Its been a rabbit hole, but I found hacky way which does make the nodes find each other.
Trino borrows code from Airlift, notably this part. It has the configuration parameter node.internal-address-source
which is an enum with possible values:
public enum AddressSource
{
HOSTNAME,
FQDN,
IP,
IP_ENCODED_AS_HOSTNAME
}
So, in the values.yaml with which you install the helm chart, add these lines:
additionalConfigProperties:
- node.internal-address-source=IP_ENCODED_AS_HOSTNAME
Now, this is not enough yet, but you may see where this is going.
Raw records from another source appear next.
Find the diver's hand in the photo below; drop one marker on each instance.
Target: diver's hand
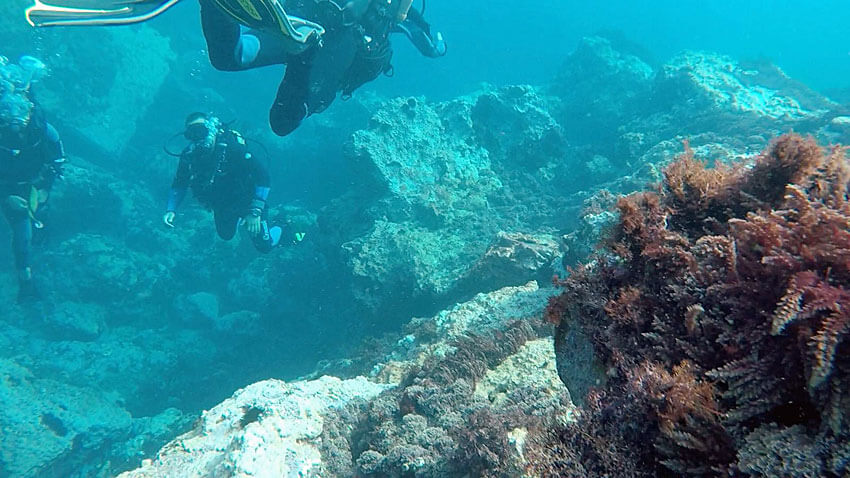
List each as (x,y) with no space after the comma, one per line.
(168,218)
(252,223)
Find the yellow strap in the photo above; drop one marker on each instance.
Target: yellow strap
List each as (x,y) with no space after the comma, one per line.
(403,8)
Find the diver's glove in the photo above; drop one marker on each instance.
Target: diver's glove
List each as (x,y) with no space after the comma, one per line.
(168,218)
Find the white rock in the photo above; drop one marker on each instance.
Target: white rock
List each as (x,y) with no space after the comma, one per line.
(270,429)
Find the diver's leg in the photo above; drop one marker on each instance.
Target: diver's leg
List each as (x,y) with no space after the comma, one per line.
(329,68)
(232,47)
(222,34)
(21,225)
(226,223)
(21,239)
(312,81)
(290,104)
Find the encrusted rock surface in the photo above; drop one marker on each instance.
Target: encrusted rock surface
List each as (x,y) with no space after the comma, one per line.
(269,429)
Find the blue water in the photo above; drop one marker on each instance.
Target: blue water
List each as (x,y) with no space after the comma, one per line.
(318,310)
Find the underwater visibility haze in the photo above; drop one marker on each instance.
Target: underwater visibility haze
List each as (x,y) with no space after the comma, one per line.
(394,238)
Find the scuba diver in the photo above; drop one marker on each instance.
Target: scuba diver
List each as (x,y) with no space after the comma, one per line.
(31,159)
(327,48)
(225,178)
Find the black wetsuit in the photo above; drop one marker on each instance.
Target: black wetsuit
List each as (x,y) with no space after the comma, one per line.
(228,180)
(350,54)
(31,158)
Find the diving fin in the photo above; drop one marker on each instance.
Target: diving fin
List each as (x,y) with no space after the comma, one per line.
(269,15)
(48,13)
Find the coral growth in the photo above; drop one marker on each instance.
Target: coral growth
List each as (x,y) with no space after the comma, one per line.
(434,425)
(719,307)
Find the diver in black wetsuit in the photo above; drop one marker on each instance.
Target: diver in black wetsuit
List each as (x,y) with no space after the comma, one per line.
(226,178)
(353,50)
(31,158)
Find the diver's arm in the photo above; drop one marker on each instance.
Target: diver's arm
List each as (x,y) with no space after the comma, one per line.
(179,186)
(419,32)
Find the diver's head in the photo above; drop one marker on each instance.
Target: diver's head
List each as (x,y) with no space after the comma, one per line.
(202,128)
(15,111)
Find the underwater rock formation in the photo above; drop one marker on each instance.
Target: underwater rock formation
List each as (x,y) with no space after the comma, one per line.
(96,98)
(598,88)
(49,425)
(458,393)
(447,173)
(269,429)
(717,311)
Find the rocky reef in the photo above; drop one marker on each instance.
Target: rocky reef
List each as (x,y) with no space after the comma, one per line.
(458,393)
(716,314)
(457,211)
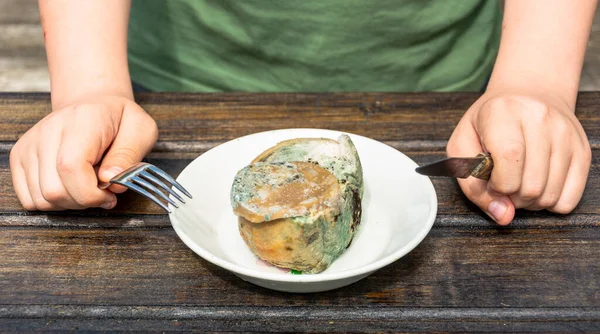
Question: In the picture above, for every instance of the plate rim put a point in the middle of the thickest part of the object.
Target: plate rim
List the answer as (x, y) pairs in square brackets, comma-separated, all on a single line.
[(309, 278)]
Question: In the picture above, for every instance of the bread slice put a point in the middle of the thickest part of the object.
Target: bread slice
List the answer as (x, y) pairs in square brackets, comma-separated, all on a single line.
[(299, 202)]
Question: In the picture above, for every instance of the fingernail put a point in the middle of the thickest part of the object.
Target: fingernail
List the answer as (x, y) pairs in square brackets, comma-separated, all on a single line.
[(112, 172), (108, 205), (497, 209)]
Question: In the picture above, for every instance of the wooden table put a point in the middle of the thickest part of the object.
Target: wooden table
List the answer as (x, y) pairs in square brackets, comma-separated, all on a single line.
[(127, 269)]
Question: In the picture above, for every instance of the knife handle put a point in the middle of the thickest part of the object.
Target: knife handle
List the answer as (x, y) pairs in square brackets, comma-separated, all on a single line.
[(484, 169)]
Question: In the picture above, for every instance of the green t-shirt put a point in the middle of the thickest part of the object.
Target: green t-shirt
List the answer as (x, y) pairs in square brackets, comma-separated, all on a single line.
[(313, 45)]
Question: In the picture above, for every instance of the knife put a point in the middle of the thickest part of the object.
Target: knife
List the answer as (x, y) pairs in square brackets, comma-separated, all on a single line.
[(480, 167)]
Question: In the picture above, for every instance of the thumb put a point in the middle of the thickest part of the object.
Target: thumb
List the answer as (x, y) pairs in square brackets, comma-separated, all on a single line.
[(465, 142), (136, 136)]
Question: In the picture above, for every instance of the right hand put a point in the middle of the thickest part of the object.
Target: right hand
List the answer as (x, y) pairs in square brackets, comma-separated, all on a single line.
[(54, 165)]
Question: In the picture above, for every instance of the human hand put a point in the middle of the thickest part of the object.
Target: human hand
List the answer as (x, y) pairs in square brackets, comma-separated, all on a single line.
[(54, 165), (541, 154)]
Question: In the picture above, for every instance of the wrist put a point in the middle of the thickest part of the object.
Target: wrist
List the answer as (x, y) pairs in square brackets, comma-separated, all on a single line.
[(536, 87), (60, 99)]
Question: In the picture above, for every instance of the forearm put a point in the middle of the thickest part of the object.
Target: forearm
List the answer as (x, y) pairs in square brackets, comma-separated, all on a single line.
[(86, 45), (543, 45)]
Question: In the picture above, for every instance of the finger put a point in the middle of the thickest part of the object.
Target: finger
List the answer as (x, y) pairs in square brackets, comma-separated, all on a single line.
[(75, 161), (136, 137), (50, 183), (536, 168), (560, 162), (503, 138), (574, 184), (19, 181), (33, 185), (465, 142)]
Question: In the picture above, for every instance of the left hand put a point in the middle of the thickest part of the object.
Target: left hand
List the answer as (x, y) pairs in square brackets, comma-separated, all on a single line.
[(541, 153)]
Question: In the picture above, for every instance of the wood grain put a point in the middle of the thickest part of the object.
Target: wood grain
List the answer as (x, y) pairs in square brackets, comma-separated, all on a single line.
[(479, 268), (450, 199)]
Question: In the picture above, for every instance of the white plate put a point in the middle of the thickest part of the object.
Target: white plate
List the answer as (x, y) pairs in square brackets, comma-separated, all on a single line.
[(399, 208)]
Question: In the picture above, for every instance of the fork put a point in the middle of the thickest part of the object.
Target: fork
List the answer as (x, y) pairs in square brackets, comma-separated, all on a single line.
[(140, 178)]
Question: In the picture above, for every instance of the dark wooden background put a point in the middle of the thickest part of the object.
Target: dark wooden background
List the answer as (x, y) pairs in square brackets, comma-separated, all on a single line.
[(126, 268)]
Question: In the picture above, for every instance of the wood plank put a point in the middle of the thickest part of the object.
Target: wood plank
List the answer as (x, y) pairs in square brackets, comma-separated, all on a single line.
[(218, 117), (295, 319), (450, 197), (478, 268)]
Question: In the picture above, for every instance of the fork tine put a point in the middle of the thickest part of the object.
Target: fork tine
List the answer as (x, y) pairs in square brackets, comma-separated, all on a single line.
[(149, 186), (156, 181), (143, 192), (167, 177)]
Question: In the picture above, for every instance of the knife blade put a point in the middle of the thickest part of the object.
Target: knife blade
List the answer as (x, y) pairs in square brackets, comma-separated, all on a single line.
[(480, 167)]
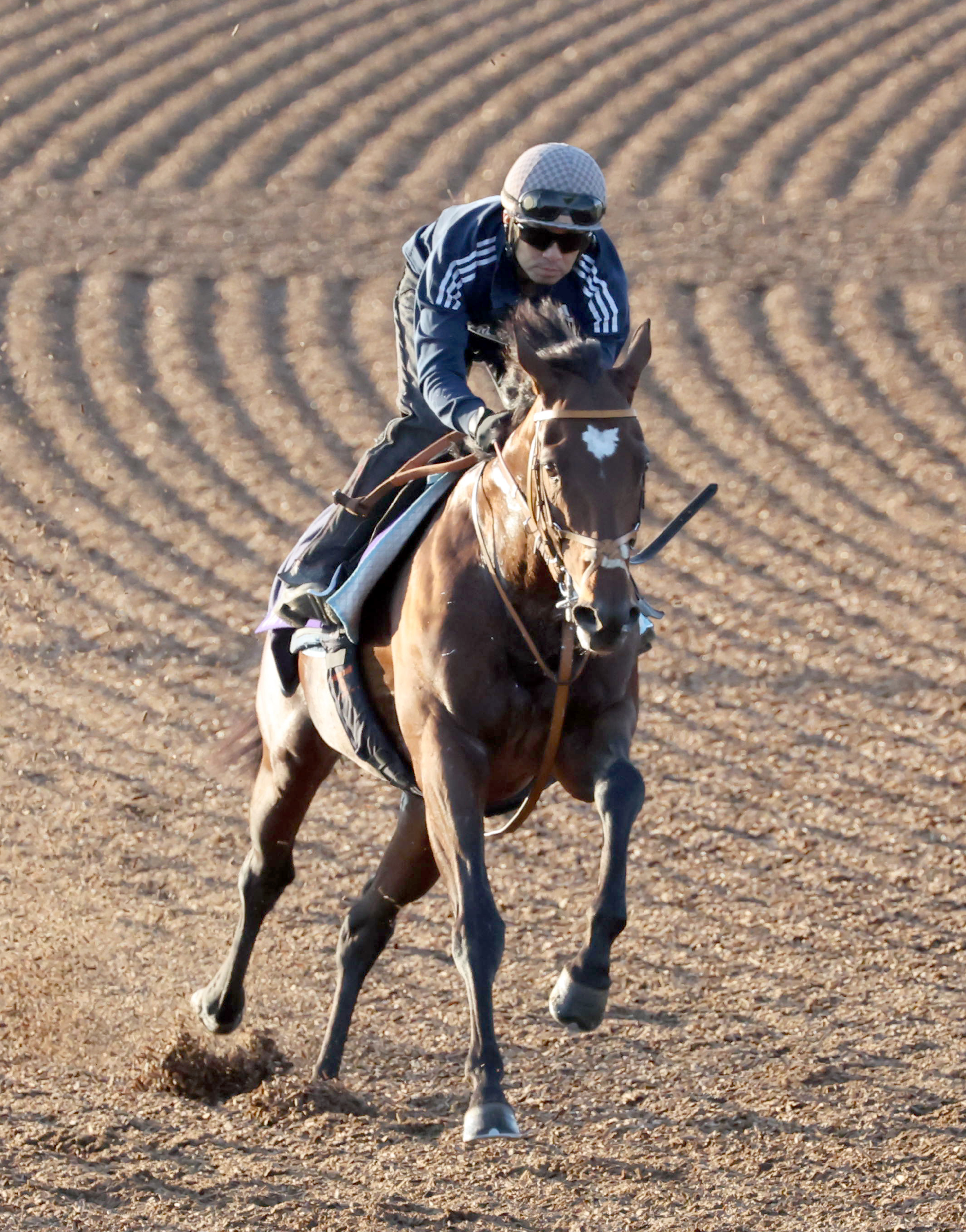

The logs of the workers now show lines like these:
2023-03-16T14:40:01.342Z WARN http-client-node-manager-32 io.trino.metadata.RemoteNodeState Error fetching node state from http://10-42-1-186.ip:8080/v1/info/state returned status 503
I did not find a way to configure a different hostname then ip
in that address. So, if the mountain won't come to ..., instead of renaming ip to what I want, I renamed what I have to ip. Add the following headless service to your Trino installation.
apiVersion: v1
kind: Service
metadata:
labels:
app: trino
name: ip
namespace: trino
spec:
clusterIP: None # this makes it headless.
ports:
- name: http
port: 8080
protocol: TCP
targetPort: http
selector:
app: trino
type: ClusterIP
name that file trino-headless.yaml
and apply it with kubectl -n trino apply -f trino-headless.yaml
.
That it. Now your workers and coordinator are all reachable under A-B-C-D.ip where A-B-C-D is set by IP_ENCODED_AS_HOSTNAME .
I think this lets you use Trino entirely inside a service mesh.